若い二人の逢瀬は続いたわ。形式上、屋敷に通されるけど、すぐに草庵に場所を移しながら。
通い続けて、およそ一年。二人は自らの意思で結婚の準備を整えたわ。ただ息子の将来を気にした彼の父からの進言で、彼女はあくまで側室扱いとなったけど、構わなかった。
作法通りの儀式を終えて夫婦になった二人。そして夫となった彼の出仕前日の夜。
こっそり屋敷を抜け出して、草庵に向かう二人。はじめて言葉を交わした時から、通い続けたこの場所も、最近は屋根の一部がはげたり、壁に穴が空いていたりして、寿命が近づいているのは確かだった。
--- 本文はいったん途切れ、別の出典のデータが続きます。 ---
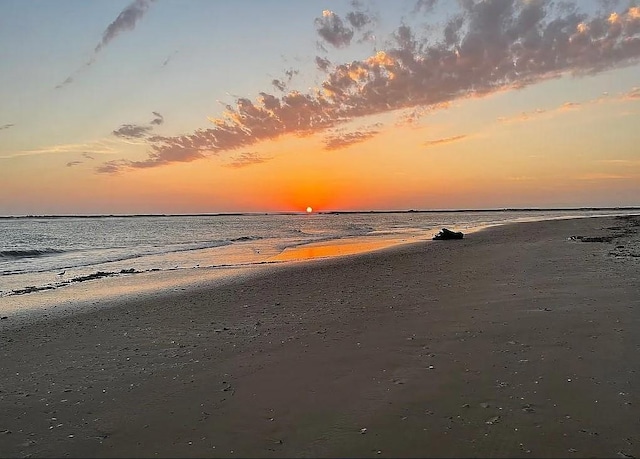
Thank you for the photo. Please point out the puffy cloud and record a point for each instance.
(342, 140)
(247, 159)
(323, 63)
(132, 131)
(431, 143)
(489, 46)
(339, 34)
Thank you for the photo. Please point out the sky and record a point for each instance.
(199, 106)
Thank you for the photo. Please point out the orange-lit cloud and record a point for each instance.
(431, 143)
(338, 141)
(634, 94)
(247, 159)
(487, 47)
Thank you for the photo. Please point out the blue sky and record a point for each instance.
(119, 106)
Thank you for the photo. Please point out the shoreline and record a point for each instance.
(515, 342)
(112, 287)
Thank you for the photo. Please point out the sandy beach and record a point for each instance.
(517, 341)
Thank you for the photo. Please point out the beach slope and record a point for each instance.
(517, 341)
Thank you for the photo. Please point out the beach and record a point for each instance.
(516, 341)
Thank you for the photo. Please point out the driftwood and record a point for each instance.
(446, 234)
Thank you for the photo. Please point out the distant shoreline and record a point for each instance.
(334, 212)
(517, 340)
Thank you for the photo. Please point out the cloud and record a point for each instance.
(338, 33)
(323, 63)
(99, 147)
(602, 176)
(132, 131)
(431, 143)
(634, 94)
(158, 158)
(340, 141)
(158, 120)
(247, 159)
(126, 21)
(426, 5)
(138, 131)
(333, 30)
(491, 46)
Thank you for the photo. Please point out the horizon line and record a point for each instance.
(324, 212)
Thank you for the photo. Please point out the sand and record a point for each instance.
(513, 342)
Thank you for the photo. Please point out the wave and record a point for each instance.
(28, 253)
(245, 239)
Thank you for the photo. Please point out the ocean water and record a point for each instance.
(45, 253)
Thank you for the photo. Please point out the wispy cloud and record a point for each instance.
(487, 47)
(100, 147)
(634, 94)
(158, 120)
(431, 143)
(339, 141)
(126, 21)
(602, 176)
(132, 131)
(247, 159)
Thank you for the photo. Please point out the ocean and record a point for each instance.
(45, 253)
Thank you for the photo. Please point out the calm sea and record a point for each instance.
(45, 253)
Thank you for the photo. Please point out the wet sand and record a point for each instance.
(513, 342)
妻となった彼女は、いつも寝転がっていた畳の上に正座すると、夫が手にした小刀を受け取り、その鞘を抜き放つ。
ずっと伸ばし続けてきた髪の毛の根元を、ぐっと握り込んでまとめると小刀をあてた。一瞬の静止のあと、彼女がぐっと力を入れると、髪はすっぽり彼女の頭から切り離される。
彼女は髪の一部をよじって紐にすると、残りの髪を縛って束にし、畳の上にそっと置いた。
「姉上。今までわらわと共にいてくださり、ありがたく存じまする。わらわは良き人を得ました。これよりわらわは夫のもの。自分の時間を歩みまする。姉上、ご一緒できずとも、見守っていてくだされ」
夫婦は頭を下げて、庵を後にする。でも数十歩進んだところで、背後から地面が揺れた。
見ると、庵は屋根の中央から、押し込まれるように崩れ去ってしまったの。
けれどその上空では、先っぽを翼のように広げた髪の束が、ゆっくりゆっくり、彼方へ向かって消えていくところだったらしいのよ。